La patte de l'homme lissait maintenant la chevelure de mon amie. L'image qui me montait en tête était celle d'un gars qui caressait son chien. Pourquoi cette idée me surprenait-elle à ce point ? Cependant, il eut un sursaut et s'excusa :

— Bon, Mesdames, j'ai un coup de fil à donner. Je vous demande une petite minute. Tu peux nous servir un verre, ma chérie ?
— …
— Le champagne est dans le seau à glace… Je dois appeler Maxime.
— Maxime ?
— Oui : ton amie Sarah se doit, elle aussi, d'être accompagnée pour le repas.

Ça lui a pris quelques instants et nous n'avons pas échangé un mot, Peg et moi, durant son absence. Pas que nous n'ayons rien à dire, mais nous n'osions pas.

— Parfait. Les filles, il va arriver dans quelques minutes. Que cela ne nous empêche pas de trinquer !

Le vin pétillant, je lui trouvai, à la première gorgée, un goût… plutôt amer. À la seconde, il était nettement moins désagréable. La fin du verre me redonna foi en la vie. Mais la sonnette de l'entrée qui vibrait en douceur me refroidit le sang une nouvelle fois.

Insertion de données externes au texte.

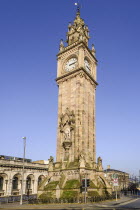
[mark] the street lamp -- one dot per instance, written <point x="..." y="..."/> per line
<point x="24" y="139"/>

— Voici notre dernier invité, donc. Vous voudrez bien vous asseoir à sa droite ?
— Comme vous voulez.
— Toi, mon cœur, tu restes près de moi. Tu sais ce qu'il te reste à faire ?
— Oui… oui, Victor.

Décidément, les rapports entre ces deux-là s'avéraient plus tordus que Peg ne me les avait décrits. Quelque part je pressentais que leur relation était basée sur des demandes et une obéissance quasi totale de la part de ma copine. Je n'en revenais pas vraiment. Si c'était ce genre de truc que le pote de ce Victor voulait me proposer, il allait être mal reçu.